The rolling news cycles continue to offer a regular diet of “No Deal,” “People’s Vote,” “Backstop,” and constant schoolyard squabbling between parties who can’t even agree on what they want for themselves, never mind debate with their opponents, who, frustratingly, don’t know what they want for themselves either.

As such, you'd be forgiven for an inclination to pass over Toby Haynes' Channel 4 movie Brexit: The Uncivil War, when it screens on BBC First this Sunday, and becomes available on demand on OSN Play immediately afterwards.

You would, however, be wrong. Brexit, it turns out, is incredibly gripping, moving, and often hilarious stuff when you take all the boring bits out.

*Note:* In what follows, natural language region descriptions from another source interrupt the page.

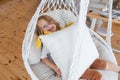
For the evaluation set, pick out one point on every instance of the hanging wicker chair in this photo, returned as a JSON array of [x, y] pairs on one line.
[[39, 71]]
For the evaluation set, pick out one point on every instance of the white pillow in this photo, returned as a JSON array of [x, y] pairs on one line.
[[34, 55], [55, 14], [72, 50], [61, 16]]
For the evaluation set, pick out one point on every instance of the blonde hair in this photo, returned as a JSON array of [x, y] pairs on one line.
[[48, 19]]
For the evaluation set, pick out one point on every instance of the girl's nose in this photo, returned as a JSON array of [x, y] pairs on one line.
[[49, 26]]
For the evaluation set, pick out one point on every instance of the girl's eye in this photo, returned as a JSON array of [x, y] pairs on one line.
[[44, 26]]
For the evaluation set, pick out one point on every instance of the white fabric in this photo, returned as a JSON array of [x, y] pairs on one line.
[[61, 16], [44, 52], [64, 48], [34, 56]]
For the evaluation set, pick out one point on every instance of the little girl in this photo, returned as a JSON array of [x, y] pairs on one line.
[[46, 23]]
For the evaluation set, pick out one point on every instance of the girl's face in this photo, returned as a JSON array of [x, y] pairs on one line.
[[46, 26]]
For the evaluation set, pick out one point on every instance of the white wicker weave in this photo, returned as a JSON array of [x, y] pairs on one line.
[[49, 5]]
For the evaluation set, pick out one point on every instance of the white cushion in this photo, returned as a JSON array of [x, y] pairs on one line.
[[61, 16], [34, 55], [63, 48]]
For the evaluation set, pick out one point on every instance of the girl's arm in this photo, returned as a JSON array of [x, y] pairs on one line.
[[51, 65]]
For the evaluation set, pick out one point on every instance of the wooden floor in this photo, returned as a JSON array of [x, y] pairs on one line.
[[14, 17]]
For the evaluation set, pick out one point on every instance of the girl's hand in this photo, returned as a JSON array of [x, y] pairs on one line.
[[58, 72]]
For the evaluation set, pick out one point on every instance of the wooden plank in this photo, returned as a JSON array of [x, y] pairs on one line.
[[21, 74], [5, 74], [98, 16]]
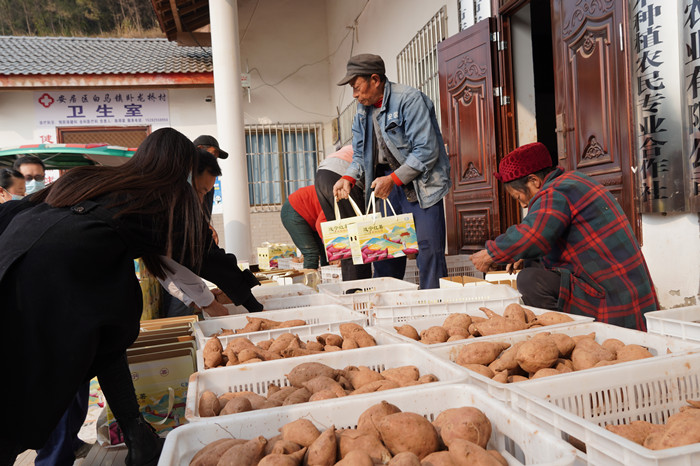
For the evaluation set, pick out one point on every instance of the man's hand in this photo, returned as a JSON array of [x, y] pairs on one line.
[[341, 189], [482, 260], [215, 309], [382, 186], [514, 267]]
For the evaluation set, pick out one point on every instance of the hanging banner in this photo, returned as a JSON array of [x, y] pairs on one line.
[[691, 80], [657, 98], [102, 108]]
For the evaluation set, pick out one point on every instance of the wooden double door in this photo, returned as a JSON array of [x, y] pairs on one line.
[[585, 119]]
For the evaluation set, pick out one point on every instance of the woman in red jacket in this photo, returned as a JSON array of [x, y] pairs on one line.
[[302, 216]]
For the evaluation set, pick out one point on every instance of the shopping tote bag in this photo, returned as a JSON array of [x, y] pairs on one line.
[[335, 233], [375, 237]]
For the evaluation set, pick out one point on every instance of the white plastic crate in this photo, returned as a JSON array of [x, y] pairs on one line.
[[315, 316], [331, 274], [308, 333], [256, 377], [401, 306], [683, 322], [581, 404], [457, 265], [267, 293], [658, 345], [364, 289], [427, 322], [534, 447]]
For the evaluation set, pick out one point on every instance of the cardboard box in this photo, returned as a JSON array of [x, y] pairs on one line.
[[502, 278], [268, 254]]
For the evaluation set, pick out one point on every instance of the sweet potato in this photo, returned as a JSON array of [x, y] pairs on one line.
[[323, 450], [209, 404], [636, 431], [307, 371], [376, 386], [236, 405], [587, 353], [553, 318], [464, 452], [565, 344], [211, 453], [507, 361], [432, 335], [370, 417], [362, 376], [322, 382], [350, 440], [408, 432], [466, 423], [405, 458], [408, 331], [612, 345], [457, 320], [300, 395], [481, 352], [537, 353], [212, 353], [401, 375], [301, 431], [481, 369], [244, 454], [515, 311], [632, 353]]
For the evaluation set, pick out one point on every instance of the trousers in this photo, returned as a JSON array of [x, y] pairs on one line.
[[430, 230]]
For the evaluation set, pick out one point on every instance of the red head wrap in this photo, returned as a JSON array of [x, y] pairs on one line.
[[523, 161]]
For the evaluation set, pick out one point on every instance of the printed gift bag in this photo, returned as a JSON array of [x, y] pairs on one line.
[[335, 233], [377, 238]]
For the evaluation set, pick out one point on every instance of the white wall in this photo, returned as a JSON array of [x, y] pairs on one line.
[[672, 251]]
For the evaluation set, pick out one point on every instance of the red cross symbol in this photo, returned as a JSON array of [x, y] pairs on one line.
[[46, 100]]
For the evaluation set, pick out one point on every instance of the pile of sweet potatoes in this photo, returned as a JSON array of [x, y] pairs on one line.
[[543, 355], [682, 428], [313, 381], [257, 324], [384, 435], [461, 326], [241, 350]]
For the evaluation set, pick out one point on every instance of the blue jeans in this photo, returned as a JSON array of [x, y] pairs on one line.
[[59, 449], [430, 229]]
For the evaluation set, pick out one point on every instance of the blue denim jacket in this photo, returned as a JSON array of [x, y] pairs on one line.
[[409, 127]]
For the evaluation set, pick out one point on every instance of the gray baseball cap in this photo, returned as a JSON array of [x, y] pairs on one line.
[[362, 65]]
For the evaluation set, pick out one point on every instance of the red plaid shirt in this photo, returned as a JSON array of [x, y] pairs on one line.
[[576, 227]]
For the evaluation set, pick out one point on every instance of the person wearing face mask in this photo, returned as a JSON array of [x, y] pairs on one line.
[[11, 185], [575, 246], [33, 170]]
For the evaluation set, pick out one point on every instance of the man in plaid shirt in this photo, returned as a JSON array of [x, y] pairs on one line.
[[575, 247]]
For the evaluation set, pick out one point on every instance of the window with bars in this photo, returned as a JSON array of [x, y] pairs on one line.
[[417, 63], [281, 159]]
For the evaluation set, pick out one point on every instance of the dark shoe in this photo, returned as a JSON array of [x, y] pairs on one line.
[[143, 443]]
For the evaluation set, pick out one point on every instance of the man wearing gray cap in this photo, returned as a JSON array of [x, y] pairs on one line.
[[398, 148]]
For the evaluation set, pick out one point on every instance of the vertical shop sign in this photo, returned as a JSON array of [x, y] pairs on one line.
[[657, 97], [691, 75]]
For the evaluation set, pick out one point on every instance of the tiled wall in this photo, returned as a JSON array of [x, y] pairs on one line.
[[264, 226]]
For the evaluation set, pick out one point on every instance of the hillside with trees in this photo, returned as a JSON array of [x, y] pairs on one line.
[[78, 18]]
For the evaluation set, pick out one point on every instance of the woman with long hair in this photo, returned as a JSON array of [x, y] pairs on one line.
[[70, 300]]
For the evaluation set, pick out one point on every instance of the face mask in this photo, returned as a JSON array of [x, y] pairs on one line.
[[34, 186]]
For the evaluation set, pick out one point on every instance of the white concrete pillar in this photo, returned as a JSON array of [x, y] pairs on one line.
[[229, 122]]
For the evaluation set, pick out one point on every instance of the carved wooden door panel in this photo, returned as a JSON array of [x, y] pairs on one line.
[[468, 126], [593, 94]]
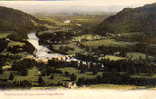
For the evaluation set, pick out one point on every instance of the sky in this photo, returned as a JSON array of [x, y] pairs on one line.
[[70, 6]]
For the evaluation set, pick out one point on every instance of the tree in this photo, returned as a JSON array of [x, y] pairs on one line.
[[73, 77], [40, 80], [11, 77]]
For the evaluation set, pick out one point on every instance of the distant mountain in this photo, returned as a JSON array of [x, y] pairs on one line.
[[141, 19], [15, 20]]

The real-life drama stars Bendict Cumberbatch as Dominic Cummings, the lead strategist of the official Vote Leave campaign, with Rory Kinnear as his Vote Remain counterpart, Craig Oliver.

A new twist on a tired tale

By focusing on these behind-the-scenes Machiavellis, rather than the MPs we’re so sick of seeing trading insults on the news, writer James Graham delivers a refreshing take on a well-worn subject, as well as a jaw-dropping look at some of the questionable tactics of the Vote Leave campaign (the official campaign has already been found guilty of breaking electoral law, while the splinter Leave.EU campaign is the subject of a criminal investigation), and the Remain team’s utter inability to counter Cummings’ techniques of data mining, social media manipulation, and misinformation. Cummings’ campaign may well have changed the way elections are fought forever.

From fake social media accounts to demonstrable falsehoods and a completely new software machine to identify off-radar possible supporters via intense data mining, then bombard them with misinformation, nothing was out of bounds in Cummings’ campaign. Even the campaign's slogan "Take Back Control" brilliantly created the false reality that Britain outside the EU was the status quo, and the Remain campaign were the interlopers trying to change this.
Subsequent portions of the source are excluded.